Biden's 'either we or them' push at G7 impractical, unrealistic and unsustainable
Azhar Azam


Editor's note: Azhar Azam works in a private organization as market and business analyst and writes about geopolitical issues and regional conflicts. The article reflects the author's opinions and not necessarily the views of CGTN.

With an avid interest to renew America's transatlantic alliance, U.S. President Joe Biden will attend the 47th Group of Seven (G7) and NATO summits in Cornwall and Brussels within the next few days. Threatened by China's rise and global kudos for Chinese vaccine cooperation and conceptualization of universal prosperity, he wants a stable and predictable relationship with Russia to keep his obsessive focus on Beijing.

Before leaving for Europe, Biden described that his goals were geared toward "strengthening the alliance, making it clear to Putin and to China that Europe and the United States are tight." Once holding talks with the UK Prime Minister Boris Johnson, the U.S. President will also try to restore America's relationship with European countries and dispel Europe's concerns about lack of trust in the U.S.

Yet given European states do not back the idea to forge the so-called "democratic" bloc against China under declining U.S. global competitiveness and eminence, Biden should better restrain himself from using the forum for setting Beijing and Brussels, endeavoring to move forward and deepen their bilateral trade and economic ties, at odds.

The Biden administration is steadily backing away from its promise to maintain a fine balance between competition and cooperation with China. The European Union (EU) however realizes the importance of China-EU collaboration as the European Council President Charles Michel hailed the landmark investment deal a "huge step in the right direction."

Ahead of his meeting with Biden at G7 summit, Michel's resolute support to the treaty, objective stance signaling to put away differences and buttress trade and economic ties with China – despite seeing Beijing as a competitor but also important partner of cooperation – shows way to Washington how a balance could be crafted between two sides through continuous engagement rather than sheer confrontation.

Even though the U.S. President is desperate to watch Brussels act as Washington's proxy, many officials in the White House show skepticism that Europe will ever concede its business interests or contribute to security in other regions, let alone managing to gather support for the U.S. unprovoked "long-term strategic competition with China."

Armed police officers patrol ahead of the G7 leaders summit in Carbis Bay, UK, June 9, 2021. /Getty

Armed police officers patrol ahead of the G7 leaders summit in Carbis Bay, UK, June 9, 2021. /Getty

So, as the research director of the European Council on Foreign Relations Jeremy Shapiro summed up, Europe for the U.S. is largely a grandiloquent place where American officials deliver speeches and practice hot diplomacy in scenic locations "to show up and to intone the ritual incantations of transatlantic solidarity" and hard press the European leaders support the U.S. efforts to contain China.

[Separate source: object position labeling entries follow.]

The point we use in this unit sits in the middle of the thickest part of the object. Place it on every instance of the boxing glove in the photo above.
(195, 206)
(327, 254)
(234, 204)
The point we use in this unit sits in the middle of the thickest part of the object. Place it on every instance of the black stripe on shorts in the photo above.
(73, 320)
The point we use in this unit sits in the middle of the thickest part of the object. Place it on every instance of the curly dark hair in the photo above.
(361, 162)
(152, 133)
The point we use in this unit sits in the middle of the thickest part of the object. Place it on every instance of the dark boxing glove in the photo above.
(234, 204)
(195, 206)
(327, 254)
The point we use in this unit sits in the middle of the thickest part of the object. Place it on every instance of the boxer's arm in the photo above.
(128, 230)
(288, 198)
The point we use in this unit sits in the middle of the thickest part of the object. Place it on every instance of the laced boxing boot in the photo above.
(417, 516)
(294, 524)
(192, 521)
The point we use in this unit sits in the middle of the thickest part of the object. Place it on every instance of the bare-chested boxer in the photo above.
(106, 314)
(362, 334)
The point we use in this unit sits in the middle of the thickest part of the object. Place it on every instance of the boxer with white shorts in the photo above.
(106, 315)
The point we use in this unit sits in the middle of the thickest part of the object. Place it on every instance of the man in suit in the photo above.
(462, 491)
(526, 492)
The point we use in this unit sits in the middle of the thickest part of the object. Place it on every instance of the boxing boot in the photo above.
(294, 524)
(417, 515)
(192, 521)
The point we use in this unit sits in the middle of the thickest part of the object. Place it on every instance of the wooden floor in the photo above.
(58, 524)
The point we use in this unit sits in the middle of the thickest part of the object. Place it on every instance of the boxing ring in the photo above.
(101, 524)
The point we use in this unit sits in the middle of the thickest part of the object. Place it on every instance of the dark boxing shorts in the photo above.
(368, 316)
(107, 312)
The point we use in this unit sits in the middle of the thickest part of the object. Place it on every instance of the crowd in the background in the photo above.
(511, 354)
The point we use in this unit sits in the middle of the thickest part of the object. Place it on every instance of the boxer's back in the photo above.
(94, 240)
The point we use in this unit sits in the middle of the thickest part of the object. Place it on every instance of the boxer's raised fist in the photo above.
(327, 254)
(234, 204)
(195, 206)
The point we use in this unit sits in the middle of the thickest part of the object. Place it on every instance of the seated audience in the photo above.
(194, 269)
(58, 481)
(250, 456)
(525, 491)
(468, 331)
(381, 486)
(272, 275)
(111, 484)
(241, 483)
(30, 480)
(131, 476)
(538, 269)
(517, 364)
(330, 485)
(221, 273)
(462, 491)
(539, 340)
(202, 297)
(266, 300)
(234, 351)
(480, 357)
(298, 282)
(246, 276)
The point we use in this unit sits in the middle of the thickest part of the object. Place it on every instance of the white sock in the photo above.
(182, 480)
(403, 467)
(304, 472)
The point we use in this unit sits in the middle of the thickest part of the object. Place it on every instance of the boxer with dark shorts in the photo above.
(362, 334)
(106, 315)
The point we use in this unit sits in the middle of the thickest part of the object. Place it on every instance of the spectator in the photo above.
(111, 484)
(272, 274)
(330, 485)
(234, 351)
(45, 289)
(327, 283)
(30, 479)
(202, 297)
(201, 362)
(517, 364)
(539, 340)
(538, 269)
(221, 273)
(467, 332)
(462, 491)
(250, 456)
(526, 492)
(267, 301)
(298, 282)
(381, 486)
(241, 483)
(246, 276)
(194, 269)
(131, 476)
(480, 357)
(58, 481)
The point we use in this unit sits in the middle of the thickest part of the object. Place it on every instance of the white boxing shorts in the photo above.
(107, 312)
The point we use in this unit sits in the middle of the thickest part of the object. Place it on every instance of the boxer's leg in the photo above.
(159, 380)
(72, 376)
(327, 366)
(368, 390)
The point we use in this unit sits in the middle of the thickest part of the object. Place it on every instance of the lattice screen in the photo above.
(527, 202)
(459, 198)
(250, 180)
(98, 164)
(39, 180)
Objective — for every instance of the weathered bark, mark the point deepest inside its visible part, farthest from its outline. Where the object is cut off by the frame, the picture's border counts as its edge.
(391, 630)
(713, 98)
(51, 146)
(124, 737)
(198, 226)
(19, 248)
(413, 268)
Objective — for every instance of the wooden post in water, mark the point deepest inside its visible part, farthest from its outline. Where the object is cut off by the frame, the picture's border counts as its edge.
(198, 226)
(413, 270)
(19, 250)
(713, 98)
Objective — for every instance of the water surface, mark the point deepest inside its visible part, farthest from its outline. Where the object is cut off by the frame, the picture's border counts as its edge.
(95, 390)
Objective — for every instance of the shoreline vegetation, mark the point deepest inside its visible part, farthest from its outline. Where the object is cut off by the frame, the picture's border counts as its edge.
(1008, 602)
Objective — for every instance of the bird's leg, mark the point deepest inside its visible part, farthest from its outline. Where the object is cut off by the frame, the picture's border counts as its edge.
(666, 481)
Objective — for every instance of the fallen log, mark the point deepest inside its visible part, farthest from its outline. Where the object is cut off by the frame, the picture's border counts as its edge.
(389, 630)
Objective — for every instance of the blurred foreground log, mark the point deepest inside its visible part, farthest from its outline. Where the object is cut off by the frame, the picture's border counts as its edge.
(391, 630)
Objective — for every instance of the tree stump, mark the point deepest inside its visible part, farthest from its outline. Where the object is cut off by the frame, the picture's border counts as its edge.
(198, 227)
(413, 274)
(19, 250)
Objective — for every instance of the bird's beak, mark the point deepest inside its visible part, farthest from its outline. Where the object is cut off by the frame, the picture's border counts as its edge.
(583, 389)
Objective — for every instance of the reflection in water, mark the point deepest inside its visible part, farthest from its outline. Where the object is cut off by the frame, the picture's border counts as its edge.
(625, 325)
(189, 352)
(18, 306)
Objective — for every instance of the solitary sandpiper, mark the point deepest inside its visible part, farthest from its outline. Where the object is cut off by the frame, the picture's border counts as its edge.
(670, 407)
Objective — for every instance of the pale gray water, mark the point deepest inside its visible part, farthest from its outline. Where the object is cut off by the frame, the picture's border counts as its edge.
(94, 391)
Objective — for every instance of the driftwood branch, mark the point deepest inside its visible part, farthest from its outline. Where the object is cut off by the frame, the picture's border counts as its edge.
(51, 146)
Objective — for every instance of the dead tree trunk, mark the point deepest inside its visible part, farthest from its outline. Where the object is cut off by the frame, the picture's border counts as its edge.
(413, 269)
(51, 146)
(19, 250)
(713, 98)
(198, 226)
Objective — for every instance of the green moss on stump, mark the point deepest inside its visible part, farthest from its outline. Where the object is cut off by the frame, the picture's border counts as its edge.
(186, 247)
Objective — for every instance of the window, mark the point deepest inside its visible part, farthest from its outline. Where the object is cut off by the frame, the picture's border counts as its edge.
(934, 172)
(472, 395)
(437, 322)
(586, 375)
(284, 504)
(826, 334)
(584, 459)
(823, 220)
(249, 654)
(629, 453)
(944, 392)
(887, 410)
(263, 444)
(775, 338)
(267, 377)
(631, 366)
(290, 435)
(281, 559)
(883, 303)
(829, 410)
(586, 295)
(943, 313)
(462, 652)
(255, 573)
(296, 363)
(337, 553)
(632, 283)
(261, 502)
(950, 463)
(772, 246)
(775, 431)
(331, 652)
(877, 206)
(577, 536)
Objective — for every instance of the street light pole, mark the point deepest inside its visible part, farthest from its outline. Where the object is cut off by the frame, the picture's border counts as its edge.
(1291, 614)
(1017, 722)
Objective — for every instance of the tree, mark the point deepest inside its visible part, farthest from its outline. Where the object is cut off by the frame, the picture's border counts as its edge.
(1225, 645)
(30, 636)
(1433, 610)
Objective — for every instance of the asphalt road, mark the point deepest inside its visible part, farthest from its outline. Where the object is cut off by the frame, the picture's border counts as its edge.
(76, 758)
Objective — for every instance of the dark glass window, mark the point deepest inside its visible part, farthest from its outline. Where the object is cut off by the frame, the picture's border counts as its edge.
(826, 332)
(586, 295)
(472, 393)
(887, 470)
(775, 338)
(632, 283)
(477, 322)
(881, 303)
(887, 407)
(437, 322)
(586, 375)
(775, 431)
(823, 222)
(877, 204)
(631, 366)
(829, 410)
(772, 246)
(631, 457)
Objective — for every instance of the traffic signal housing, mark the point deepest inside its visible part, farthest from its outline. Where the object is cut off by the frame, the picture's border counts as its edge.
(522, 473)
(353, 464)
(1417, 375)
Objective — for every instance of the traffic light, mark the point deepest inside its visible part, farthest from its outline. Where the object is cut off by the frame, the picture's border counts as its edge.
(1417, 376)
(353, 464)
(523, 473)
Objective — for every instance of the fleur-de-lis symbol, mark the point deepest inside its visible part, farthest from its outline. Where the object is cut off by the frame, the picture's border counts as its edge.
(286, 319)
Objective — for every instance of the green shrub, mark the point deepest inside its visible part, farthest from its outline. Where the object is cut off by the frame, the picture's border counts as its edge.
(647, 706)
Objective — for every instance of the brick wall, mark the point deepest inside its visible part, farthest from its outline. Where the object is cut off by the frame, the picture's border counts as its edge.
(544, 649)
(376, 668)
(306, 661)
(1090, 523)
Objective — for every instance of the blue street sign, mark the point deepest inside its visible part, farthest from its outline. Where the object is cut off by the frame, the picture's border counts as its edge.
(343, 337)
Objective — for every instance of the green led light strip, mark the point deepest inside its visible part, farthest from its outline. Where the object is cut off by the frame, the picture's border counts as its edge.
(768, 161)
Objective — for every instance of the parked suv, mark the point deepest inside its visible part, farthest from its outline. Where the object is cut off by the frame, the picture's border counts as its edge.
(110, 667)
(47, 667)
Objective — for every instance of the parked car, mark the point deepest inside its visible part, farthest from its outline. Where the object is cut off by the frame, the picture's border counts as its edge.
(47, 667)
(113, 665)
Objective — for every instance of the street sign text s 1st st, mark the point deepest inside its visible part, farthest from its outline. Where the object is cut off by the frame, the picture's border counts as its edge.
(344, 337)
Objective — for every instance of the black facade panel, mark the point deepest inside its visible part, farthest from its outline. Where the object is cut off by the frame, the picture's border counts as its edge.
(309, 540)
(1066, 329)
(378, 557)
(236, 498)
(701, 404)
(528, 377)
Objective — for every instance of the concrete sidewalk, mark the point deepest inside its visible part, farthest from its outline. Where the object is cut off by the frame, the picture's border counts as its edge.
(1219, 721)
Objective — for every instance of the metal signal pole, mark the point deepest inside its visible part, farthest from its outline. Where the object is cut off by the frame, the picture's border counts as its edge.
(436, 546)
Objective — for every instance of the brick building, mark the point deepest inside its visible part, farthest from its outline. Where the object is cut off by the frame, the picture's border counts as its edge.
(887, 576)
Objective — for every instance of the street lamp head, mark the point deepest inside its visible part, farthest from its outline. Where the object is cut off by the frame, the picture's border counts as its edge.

Biden, some argue, will have to make Europe more resilient for a return of Trumpism and help it become more autonomous and capable before enabling the U.S. to better compete against China. The wariness within the bloc to join an anti-China alliance is another major barrier in the achievement of Washington's manic ambitions. 

G7 is an informal club of wealthy and developed countries; still India was invited, leaving out the largest growing developing country and key to global economic growth, China. The division of the world on the basis of political systems exposes inequitable treatment with specific countries, doubts Biden's quest for the survival of multilateralism and most importantly, risks revival of international growth and stops other developing nations from playing their role in multilateral governance.

The EU, like China, is a victim of the U.S. tariff war over alleged national security concerns. Biden is yet to lift tariffs on European steel and aluminum, possibly as a leverage to push the bloc to meet his undue demands.

But prior to that, the U.S. President is treating the EU even harder than Trump. Biden is sustaining the "Buy American" policy, continues the blockade of the judicial system in the World Trade Organization and has made Brussels look like the bad guys by unilaterally backing the proposal to give up vaccine intellectual property rights.

The sudden shift in the U.S. behavior on vaccine cooperation is aimed at countering China, which expansively helped developing countries in inoculating their population and further pledged $3 billion over the next three years for COVID-19 response and social and economic recovery. Biden seeks to align Europe, especially Germany, to join the U.S. new Cold War against China. In order to take the industrial giant on board, he reportedly decided to waive and defended waiving sanctions on the company overseeing the Nord Stream 2 pipeline. But the Europeans including the important Chinese trade partner do not like the U.S. often-used term "adversary." Instead of becoming part of any America's China doctrine, they would put their interests before "America First."

Washington has to mend its arrogant approach that the U.S. partners can't be China's allies. The European nations have the right to draw an independent policy and maintain their relationship both with China and the U.S. Biden's push – "either we or them" – is impractical, unrealistic and unsustainable. Confrontation favors nobody and that should be Europe's message to Biden at G7.